Dateline: Bryant Park. Five writers sit perched on elevated chairs like a royal court of literati. As introductory details are read off it becomes clear what a disparate group is assembled. Joe Hagan is a non-fiction writer who likes to pursue talented, unheard-of musicians; James Hannaham wrote a book about a black Christian gay man who tried to “get rid of” his homosexuality; Jessica Anthony merges two worlds usually not mentioned in the same breath — Hungary and Virginia — with humor and lightness; Brandon Stosuy is a heavy metal music writer and blogger at Stereogum; and Arthur Phillips is a novelist with four books under his belt. What could possibly bring these people together? McSweeney’s, of course.
Amanda Stern, host and creator of Happy Ending Music & Reading Series, filled in for scheduled host NPR’s Starlee Kine (she was doing something “secret and fancy” in LA, and thus couldn’t come). Amanda began by asking the writers how they started writing, and how that path eventually led them to make their way to McSweeney’s. “Who wants to share?” she prodded. “This is like an AA meeting.”
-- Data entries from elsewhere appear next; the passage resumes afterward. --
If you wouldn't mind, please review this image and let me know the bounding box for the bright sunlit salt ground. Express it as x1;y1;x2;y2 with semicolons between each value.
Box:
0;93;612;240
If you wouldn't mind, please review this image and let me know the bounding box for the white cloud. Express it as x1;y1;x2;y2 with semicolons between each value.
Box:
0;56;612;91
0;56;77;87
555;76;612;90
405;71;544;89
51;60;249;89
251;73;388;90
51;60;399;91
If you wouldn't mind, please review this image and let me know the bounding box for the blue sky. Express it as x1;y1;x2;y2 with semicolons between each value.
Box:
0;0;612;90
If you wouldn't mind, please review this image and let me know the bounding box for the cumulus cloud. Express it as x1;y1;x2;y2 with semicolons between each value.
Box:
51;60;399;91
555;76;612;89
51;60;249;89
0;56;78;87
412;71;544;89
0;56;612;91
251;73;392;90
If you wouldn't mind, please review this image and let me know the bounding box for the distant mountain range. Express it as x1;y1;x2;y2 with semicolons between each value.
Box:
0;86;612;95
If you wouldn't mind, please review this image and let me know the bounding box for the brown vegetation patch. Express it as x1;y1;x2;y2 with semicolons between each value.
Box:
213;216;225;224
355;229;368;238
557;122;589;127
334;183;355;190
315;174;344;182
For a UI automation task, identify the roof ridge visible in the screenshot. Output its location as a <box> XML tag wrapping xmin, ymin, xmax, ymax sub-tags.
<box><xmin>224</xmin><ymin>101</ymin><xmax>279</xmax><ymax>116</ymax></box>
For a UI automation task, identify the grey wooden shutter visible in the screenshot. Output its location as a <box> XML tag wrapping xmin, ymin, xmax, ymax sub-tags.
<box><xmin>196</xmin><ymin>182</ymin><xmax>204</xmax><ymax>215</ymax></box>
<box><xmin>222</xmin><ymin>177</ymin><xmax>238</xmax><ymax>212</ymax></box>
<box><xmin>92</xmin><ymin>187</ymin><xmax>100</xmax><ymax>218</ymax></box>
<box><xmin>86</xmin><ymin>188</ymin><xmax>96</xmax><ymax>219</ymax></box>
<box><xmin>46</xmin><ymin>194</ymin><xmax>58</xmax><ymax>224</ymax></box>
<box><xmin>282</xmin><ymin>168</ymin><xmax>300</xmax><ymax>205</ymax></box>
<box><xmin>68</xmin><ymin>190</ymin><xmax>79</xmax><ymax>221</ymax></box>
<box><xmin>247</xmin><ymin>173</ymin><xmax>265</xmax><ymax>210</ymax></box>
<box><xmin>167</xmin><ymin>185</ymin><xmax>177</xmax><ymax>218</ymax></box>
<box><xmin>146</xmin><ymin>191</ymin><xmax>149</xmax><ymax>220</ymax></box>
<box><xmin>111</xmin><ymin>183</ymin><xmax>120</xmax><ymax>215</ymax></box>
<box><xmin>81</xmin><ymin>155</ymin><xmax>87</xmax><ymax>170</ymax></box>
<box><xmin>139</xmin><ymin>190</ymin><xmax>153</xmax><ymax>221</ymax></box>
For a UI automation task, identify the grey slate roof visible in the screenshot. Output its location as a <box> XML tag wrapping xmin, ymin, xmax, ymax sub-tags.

Joe started out writing for The Resident; Brandon created his own ‘zines early on; Jessica wrote purposefully-bad poetry in order to win prize money for it (it worked). Ultimately, the writers wound up writing for McSweeney’s because, as Joe said “It’s a place that has faith in the enthusiasm of the writers,” instead of the prototypical publishing approach of what’s relevant now and what marketability is there. Pushing boundaries is not something they shy away from, and all the writers were grateful to have McSweeney’s as a forum for their work without having to compromise the odd factor.
Another topic addressed was that of the relationship the writers had to music, since several of them write about it. The phrase “writing about music is like dancing about architecture” was much debated. Writing about music is like writing about anything else; it requires capturing the sensory and avoiding clichés, some argued. You don’t even need to have any technical training.
Arthur used the Proustian protagonist Marcel as an example — affected by the music he hears without understanding what forces were at work to move him so deeply (and since this was before mechanical reproduction, it was doomed to be ephemeral). Joe was interested in the puzzling phenomenon of talented musicians not getting the recognition they deserve, and why that is. Brandon lamented internet overexposure in the music world taking some of the mystery out of the experience of discovering musicians.
All in all, the lunch hour chat faithfully captured the McSweeney’s spirit: interesting, tongue-in-cheek, varied, and a little bizarre.